How Big Should My Feelings Be?

Emotions. They can be strong. I’ve always considered myself an emotionally stable person. I’m not prone to outbursts or accusations, and I’ve got decent skills at talking through conflict in healthy ways. But what I’ve been learning is that I’m not always comfortable feeling strong emotions. I tend to minimize or try to escape when the emotions feel uncomfortable.

Isn’t that what we value? People who can share authentically and resolve conflict, but don’t get overwhelmed or out of control? But that’s not who I want to be. 

I don’t want to ignore my strong feelings out of some sort of fear of being overwhelmed. My experience and perspective is important. And knowing myself well means fully understanding my emotions and what caused them. I want to figure out my underlying need or desire that lead to those strong emotions.  

So I’ve been leaning into my feelings. Feeling them. Not turning away from them. And you know what? 

I keep crying.  

It’s awful. I hate it. Everything in me is screaming that crying is weak and stupid and a terrible communication method.  

But it’s not. It’s my body’s signal that what I’m thinking/saying/feeling is important to me. It means I need to pay attention. It’s an indication that that I’m circling my passions. I’m either sad that something isn’t as it should be or I’m delighted that something is so beautiful.  

So I haven’t apologized for crying. And I don’t plan to.  

I can’t always find words to explain why water is seeping out of my eyes.
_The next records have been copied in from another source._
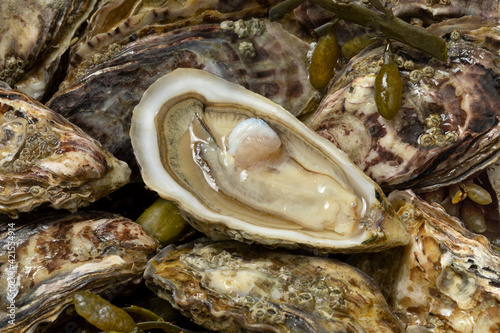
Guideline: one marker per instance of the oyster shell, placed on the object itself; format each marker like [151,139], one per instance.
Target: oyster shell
[119,19]
[58,256]
[34,36]
[99,96]
[446,280]
[44,159]
[284,185]
[231,287]
[447,127]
But isn’t that the point? When I don’t have the words to explain, my body still communicates.  

Apparently, I feel passionately about my kids, my husband, my job, my friends and their struggles, worship, fighting shame, justice, other people’s kids, writing, authentic relationships, my kids’ stress level, my own self-care and growth, emotional victories, cheering for other’s accomplishments, facing my fears and finding purpose. I feel no shame about these things being important to me. In fact, I’m proud that these are the things that stir my soul. I celebrate, grieve, and yearn.  

I don’t want to be a person living a life that never moves me to tears.  

And while I still hate crying. I’m learning to stop fighting it. I am grateful for its message. It’s telling me that I’m in places that matter to me. I’m involved in things that stir me. So I will keep leaning in and listening to the messages that my tears are telling me.